Insurers hate the MLR rule for obvious reasons--they want to spend less on providing actual health care so they can increase returns for profits and salaries for executives. So lobbyists have been hard at work twisting arms at the state and federal level.

They may have gotten their way. The National Association of Insurance Commissioners (NAIC)--an organization representing the chief insurance regulators in all 50 states--voted to send a resolution to Congress in support of suspending or changing the calculation of the MLR.

If Congress agrees, $1 billion in expected rebates would be cancelled and the MLR rule voided. Lynn Quincy of the watchdog group Consumers Union said of the decision: "This is a serious setback in the struggle to protect consumers...It is also a step back for working families."

The insurance industry's toxic influence can be seen as well in the actions of the prestigious Institute of Medicine (IOM).

The IOM was tasked by Sebelius with formulating a package of essential health benefits to be offered by private health plans sold through the state insurance exchanges that will be set up under the PPACA.

Incredibly, the IOM recommended a set of benefits modeled on the skimpy, high co-pay, high-deductible coverage that small businesses currently offer--and that millions of workers can't afford. Physicians for a National Health Program (PNHP) sent an open letter with over 2,000 signatures to the Obama administration opposing the recommendations. It stated:

We protest the Institute of Medicine's (IOM) recommendation that cost rather than medical need be the basis for defining the "essential benefits" that insurance policies must cover when the federal health reform law takes effect in 2014...The inadequate coverage the IOM recommends would shift costs from corporate and government payers onto families already burdened by illness.

So why did the respected IOM make such an awful recommendation? Could it have anything to do with the $2 million donation to the IOM from Leonard D. Schaeffer, CEO of insurance giant Wellpoint?


WITH THE PPACA, insurance companies won both a mandate forcing everyone to have health coverage and no working cost controls that would inhibit their profits.
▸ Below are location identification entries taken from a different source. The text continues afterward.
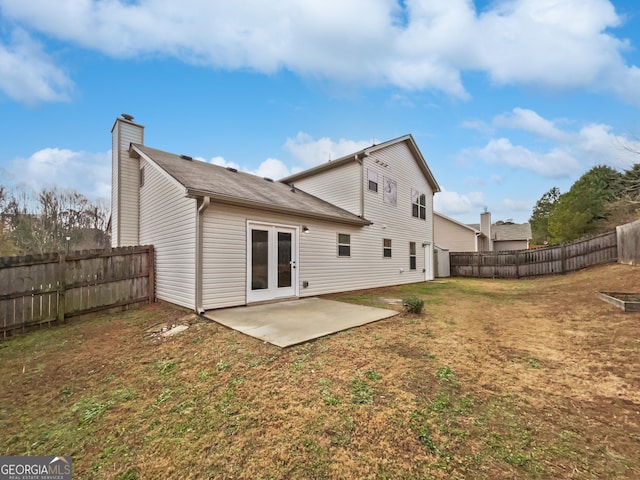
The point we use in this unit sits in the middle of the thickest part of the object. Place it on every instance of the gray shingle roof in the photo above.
(408, 139)
(243, 189)
(511, 231)
(508, 231)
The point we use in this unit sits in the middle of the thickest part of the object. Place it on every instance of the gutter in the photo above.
(240, 202)
(203, 205)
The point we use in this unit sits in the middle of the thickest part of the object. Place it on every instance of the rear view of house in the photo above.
(225, 238)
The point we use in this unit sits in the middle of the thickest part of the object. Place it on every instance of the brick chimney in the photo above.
(125, 182)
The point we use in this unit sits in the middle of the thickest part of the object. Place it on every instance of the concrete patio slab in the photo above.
(297, 321)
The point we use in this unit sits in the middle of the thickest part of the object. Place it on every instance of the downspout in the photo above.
(199, 252)
(356, 157)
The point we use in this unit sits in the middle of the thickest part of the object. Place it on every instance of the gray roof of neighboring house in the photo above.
(476, 228)
(508, 231)
(511, 231)
(243, 189)
(352, 157)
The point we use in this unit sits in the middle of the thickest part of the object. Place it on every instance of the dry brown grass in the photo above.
(497, 379)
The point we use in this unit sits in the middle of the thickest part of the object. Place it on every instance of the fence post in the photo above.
(152, 274)
(62, 286)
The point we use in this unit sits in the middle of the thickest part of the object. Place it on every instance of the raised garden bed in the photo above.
(629, 302)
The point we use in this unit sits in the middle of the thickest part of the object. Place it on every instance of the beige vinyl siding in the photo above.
(167, 221)
(396, 221)
(115, 198)
(127, 199)
(225, 237)
(337, 185)
(452, 236)
(502, 245)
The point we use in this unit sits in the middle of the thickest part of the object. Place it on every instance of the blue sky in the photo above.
(505, 98)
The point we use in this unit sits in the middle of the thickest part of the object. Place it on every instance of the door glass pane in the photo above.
(284, 259)
(259, 259)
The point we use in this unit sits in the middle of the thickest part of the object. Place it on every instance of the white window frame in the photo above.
(372, 178)
(419, 201)
(413, 256)
(343, 244)
(385, 248)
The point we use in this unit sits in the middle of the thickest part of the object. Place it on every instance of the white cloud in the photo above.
(554, 163)
(530, 121)
(314, 152)
(415, 45)
(517, 205)
(572, 152)
(270, 168)
(454, 203)
(28, 75)
(87, 173)
(599, 146)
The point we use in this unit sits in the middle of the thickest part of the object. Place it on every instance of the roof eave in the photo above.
(241, 202)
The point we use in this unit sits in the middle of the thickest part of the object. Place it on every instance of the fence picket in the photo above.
(52, 287)
(542, 261)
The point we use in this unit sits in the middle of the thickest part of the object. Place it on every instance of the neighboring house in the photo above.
(480, 237)
(511, 236)
(455, 236)
(501, 236)
(225, 238)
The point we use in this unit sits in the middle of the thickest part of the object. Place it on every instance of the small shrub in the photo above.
(413, 304)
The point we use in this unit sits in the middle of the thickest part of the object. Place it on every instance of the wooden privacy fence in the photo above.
(540, 261)
(45, 288)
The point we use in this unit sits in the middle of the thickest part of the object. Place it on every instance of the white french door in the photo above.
(272, 257)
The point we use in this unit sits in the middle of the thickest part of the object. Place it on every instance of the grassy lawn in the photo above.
(496, 379)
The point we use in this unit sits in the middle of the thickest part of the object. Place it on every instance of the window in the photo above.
(386, 247)
(390, 194)
(373, 180)
(412, 255)
(418, 205)
(344, 245)
(142, 177)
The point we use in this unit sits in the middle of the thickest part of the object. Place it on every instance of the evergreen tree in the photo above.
(540, 217)
(583, 208)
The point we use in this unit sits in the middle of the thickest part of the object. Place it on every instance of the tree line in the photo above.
(598, 201)
(50, 220)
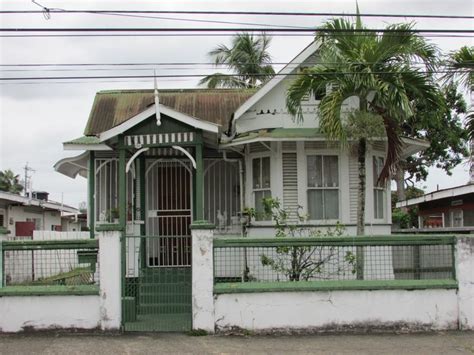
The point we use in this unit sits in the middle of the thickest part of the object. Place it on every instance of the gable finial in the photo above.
(157, 102)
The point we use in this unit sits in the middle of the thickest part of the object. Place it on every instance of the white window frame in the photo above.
(260, 156)
(323, 153)
(452, 212)
(379, 189)
(4, 214)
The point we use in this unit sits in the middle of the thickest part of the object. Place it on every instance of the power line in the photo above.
(248, 13)
(210, 35)
(223, 75)
(231, 30)
(163, 65)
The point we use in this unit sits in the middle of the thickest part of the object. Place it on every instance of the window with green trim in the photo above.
(261, 184)
(379, 188)
(323, 186)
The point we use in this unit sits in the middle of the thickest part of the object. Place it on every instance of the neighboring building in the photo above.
(20, 215)
(75, 222)
(215, 152)
(448, 209)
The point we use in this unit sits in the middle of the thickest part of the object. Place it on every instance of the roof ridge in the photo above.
(122, 91)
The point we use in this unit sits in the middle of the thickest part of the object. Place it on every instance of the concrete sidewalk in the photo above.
(60, 343)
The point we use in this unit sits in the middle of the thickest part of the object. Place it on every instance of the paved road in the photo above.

They will be happy to underinsure millions of people with the $447 billion in taxpayer subsidies that will be transferred to their coffers under the PPACA.
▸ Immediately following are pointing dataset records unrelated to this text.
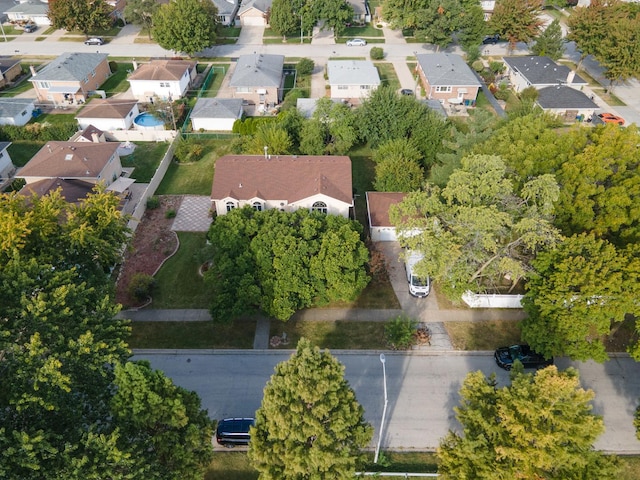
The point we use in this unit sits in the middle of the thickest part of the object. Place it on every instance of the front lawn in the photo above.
(194, 178)
(145, 160)
(191, 335)
(190, 291)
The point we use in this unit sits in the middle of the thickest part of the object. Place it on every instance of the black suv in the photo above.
(506, 356)
(234, 431)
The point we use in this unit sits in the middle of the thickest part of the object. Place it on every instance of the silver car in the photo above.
(356, 42)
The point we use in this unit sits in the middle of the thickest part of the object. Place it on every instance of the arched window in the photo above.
(319, 207)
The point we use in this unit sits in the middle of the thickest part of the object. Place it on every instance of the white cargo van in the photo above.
(418, 287)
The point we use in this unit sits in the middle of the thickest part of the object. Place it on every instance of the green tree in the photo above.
(283, 19)
(141, 12)
(580, 290)
(280, 262)
(540, 426)
(84, 15)
(310, 424)
(163, 422)
(517, 21)
(187, 26)
(386, 115)
(398, 167)
(550, 43)
(600, 185)
(478, 230)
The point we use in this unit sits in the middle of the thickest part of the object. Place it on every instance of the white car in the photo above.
(356, 42)
(94, 41)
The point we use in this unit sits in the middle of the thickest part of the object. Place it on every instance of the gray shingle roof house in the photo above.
(259, 78)
(16, 111)
(285, 182)
(69, 78)
(566, 102)
(352, 78)
(539, 72)
(446, 77)
(216, 113)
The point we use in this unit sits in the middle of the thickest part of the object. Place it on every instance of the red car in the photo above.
(611, 118)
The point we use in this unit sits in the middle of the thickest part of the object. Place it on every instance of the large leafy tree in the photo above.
(540, 426)
(386, 115)
(84, 15)
(608, 30)
(187, 26)
(550, 43)
(516, 20)
(398, 167)
(140, 12)
(478, 230)
(280, 262)
(310, 424)
(580, 291)
(600, 186)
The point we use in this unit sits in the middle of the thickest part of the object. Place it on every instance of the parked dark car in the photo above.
(94, 41)
(234, 431)
(506, 356)
(491, 39)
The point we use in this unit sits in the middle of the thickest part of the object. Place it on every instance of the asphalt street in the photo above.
(422, 389)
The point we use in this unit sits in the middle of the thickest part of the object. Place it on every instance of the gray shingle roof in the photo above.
(12, 106)
(542, 70)
(258, 70)
(70, 66)
(352, 72)
(447, 69)
(564, 97)
(217, 108)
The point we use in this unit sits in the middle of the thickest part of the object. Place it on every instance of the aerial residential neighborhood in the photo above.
(271, 239)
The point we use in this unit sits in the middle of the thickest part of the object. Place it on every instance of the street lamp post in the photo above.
(384, 409)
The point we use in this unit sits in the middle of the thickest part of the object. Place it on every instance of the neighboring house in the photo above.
(16, 111)
(91, 162)
(352, 78)
(108, 114)
(361, 12)
(10, 68)
(89, 134)
(539, 72)
(253, 12)
(164, 79)
(566, 102)
(227, 11)
(6, 164)
(447, 78)
(378, 203)
(307, 106)
(216, 113)
(32, 11)
(285, 182)
(71, 78)
(73, 190)
(258, 79)
(487, 8)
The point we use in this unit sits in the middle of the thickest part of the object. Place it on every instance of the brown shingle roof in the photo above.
(378, 204)
(285, 177)
(109, 108)
(162, 70)
(70, 160)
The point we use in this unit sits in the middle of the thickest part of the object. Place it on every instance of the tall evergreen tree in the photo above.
(310, 424)
(540, 426)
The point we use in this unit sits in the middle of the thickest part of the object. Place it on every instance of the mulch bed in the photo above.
(153, 242)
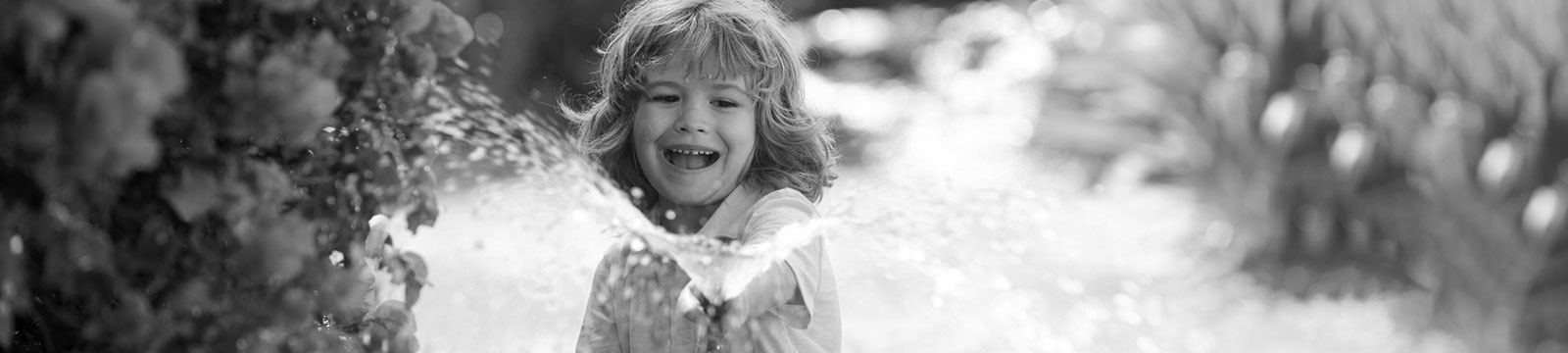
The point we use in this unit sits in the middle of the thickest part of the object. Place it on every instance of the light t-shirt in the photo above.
(632, 302)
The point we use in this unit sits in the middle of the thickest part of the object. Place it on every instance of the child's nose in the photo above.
(695, 120)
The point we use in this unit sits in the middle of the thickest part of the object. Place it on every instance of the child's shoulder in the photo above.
(783, 201)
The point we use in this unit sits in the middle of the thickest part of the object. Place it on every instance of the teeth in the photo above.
(692, 153)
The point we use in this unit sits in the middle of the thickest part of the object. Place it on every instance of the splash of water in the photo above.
(467, 112)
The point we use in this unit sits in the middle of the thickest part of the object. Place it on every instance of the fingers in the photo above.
(736, 314)
(690, 306)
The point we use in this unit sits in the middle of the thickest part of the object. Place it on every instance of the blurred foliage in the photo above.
(548, 47)
(1419, 138)
(190, 175)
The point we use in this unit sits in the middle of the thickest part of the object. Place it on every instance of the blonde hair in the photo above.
(712, 39)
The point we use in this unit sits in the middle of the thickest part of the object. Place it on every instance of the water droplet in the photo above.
(490, 27)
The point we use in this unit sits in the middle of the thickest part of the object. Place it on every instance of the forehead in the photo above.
(681, 77)
(695, 71)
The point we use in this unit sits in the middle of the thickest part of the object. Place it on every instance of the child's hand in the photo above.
(731, 313)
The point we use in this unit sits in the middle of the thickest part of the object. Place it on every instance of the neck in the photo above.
(681, 219)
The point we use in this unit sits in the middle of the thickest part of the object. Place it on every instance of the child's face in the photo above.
(694, 137)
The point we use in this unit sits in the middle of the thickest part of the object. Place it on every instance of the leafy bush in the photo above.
(188, 175)
(1429, 138)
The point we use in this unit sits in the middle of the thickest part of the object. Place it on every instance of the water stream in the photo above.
(954, 237)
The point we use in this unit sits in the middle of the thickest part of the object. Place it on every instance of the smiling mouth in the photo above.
(690, 159)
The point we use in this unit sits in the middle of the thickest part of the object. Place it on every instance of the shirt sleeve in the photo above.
(772, 214)
(600, 331)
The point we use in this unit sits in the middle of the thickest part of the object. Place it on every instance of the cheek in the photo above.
(645, 129)
(744, 137)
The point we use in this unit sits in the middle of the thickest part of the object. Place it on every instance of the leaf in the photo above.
(192, 195)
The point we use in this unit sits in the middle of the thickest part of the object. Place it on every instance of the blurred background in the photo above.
(1104, 176)
(1016, 175)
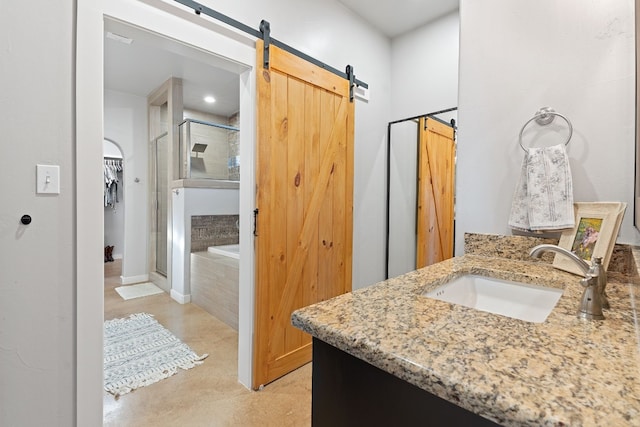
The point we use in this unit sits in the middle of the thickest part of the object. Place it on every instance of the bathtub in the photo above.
(231, 251)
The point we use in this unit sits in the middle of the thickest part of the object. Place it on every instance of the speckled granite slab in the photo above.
(564, 371)
(517, 247)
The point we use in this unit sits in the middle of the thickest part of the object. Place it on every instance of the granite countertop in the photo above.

Underinsurance is guaranteed profits for the insurance companies--and guaranteed misery and financial hardship for patients.
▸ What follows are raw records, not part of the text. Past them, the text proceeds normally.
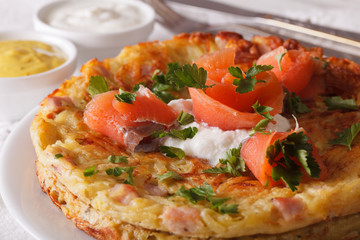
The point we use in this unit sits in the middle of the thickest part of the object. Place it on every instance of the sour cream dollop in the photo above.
(212, 143)
(96, 16)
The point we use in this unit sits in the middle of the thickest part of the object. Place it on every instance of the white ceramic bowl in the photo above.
(91, 43)
(18, 95)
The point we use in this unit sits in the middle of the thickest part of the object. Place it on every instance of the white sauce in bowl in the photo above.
(97, 16)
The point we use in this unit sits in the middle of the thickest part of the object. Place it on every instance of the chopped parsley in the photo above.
(233, 164)
(97, 85)
(185, 118)
(137, 86)
(262, 124)
(125, 97)
(247, 84)
(170, 174)
(117, 171)
(347, 136)
(182, 134)
(294, 105)
(90, 171)
(281, 156)
(118, 159)
(279, 57)
(191, 76)
(58, 155)
(337, 102)
(164, 84)
(205, 192)
(172, 152)
(176, 79)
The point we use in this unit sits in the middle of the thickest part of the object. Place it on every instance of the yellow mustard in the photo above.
(23, 58)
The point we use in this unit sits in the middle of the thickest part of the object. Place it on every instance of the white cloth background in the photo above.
(341, 14)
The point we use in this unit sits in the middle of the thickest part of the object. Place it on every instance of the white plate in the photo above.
(21, 191)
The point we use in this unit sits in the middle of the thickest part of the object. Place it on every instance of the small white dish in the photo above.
(22, 194)
(90, 42)
(18, 95)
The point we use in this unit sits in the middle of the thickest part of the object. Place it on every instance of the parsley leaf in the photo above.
(118, 171)
(347, 136)
(185, 118)
(182, 134)
(291, 177)
(279, 57)
(233, 164)
(191, 76)
(337, 102)
(90, 171)
(137, 86)
(172, 152)
(118, 159)
(294, 105)
(58, 155)
(97, 85)
(205, 192)
(164, 84)
(247, 84)
(228, 208)
(281, 156)
(262, 124)
(170, 174)
(125, 97)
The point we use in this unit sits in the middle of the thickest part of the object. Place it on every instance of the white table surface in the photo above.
(341, 14)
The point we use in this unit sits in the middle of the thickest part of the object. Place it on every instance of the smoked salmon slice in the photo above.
(146, 107)
(297, 67)
(220, 106)
(128, 123)
(254, 153)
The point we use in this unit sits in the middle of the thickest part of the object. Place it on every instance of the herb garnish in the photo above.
(172, 152)
(182, 134)
(337, 102)
(294, 105)
(164, 84)
(279, 57)
(90, 171)
(347, 136)
(191, 76)
(169, 174)
(97, 85)
(117, 171)
(137, 86)
(262, 124)
(205, 192)
(247, 84)
(118, 159)
(125, 97)
(176, 79)
(285, 168)
(58, 155)
(233, 163)
(185, 118)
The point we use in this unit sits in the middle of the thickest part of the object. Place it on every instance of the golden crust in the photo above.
(89, 201)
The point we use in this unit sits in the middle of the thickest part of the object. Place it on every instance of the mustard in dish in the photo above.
(23, 58)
Especially during next year's election campaign, the Obama administration will claim that more Americans will be insured under the PPACA. That may be true--but the real question is whether it's legitimate to describe as "health insurance" policies with $15,000 annual deductibles, with out-of-pocket expenses ranging into the thousands of dollars, without comprehensive coverage.

People "insured" under these policies will very easily find themselves pushed into bankruptcy if they get sick--no different than the current system.

Another highly touted gain in the PPACA is the expansion of eligibility for Medicaid--an estimated 20 million people will be added to the program. But how can that happen when Medicaid funding is being slashed to the bone, providers are leaving the program in droves, and state governments are coming up with new ways to push people off the Medicaid rolls?

Barack Obama's health care legislation is fundamentally flawed. Any provisions that would do some good in extending coverage to more people and limiting insurance company abuses are being eviscerated--while the health care industry stands to make a windfall from other parts of the law.

That's the reality of the health care crisis in the U.S. today. But the insurers aren't having it all their way. The greed of the corporations that own and control health care has been pushed back into the spotlight by the Occupy Wall Street movement.

Like the banks, the insurance industry is being exposed as part of the profit-gouging 1 percent that is ripping off the 99 percent. Health care as a human right is among the Occupy movement's demands, and nurses, doctors and other health care providers have joined the occupations, marched with protesters, organized teach-ins and provided on-site medical care.

The slogan "Health care for the 99 percent" can direct more people to the need for a single-payer, nonprofit, national health care system that includes everyone.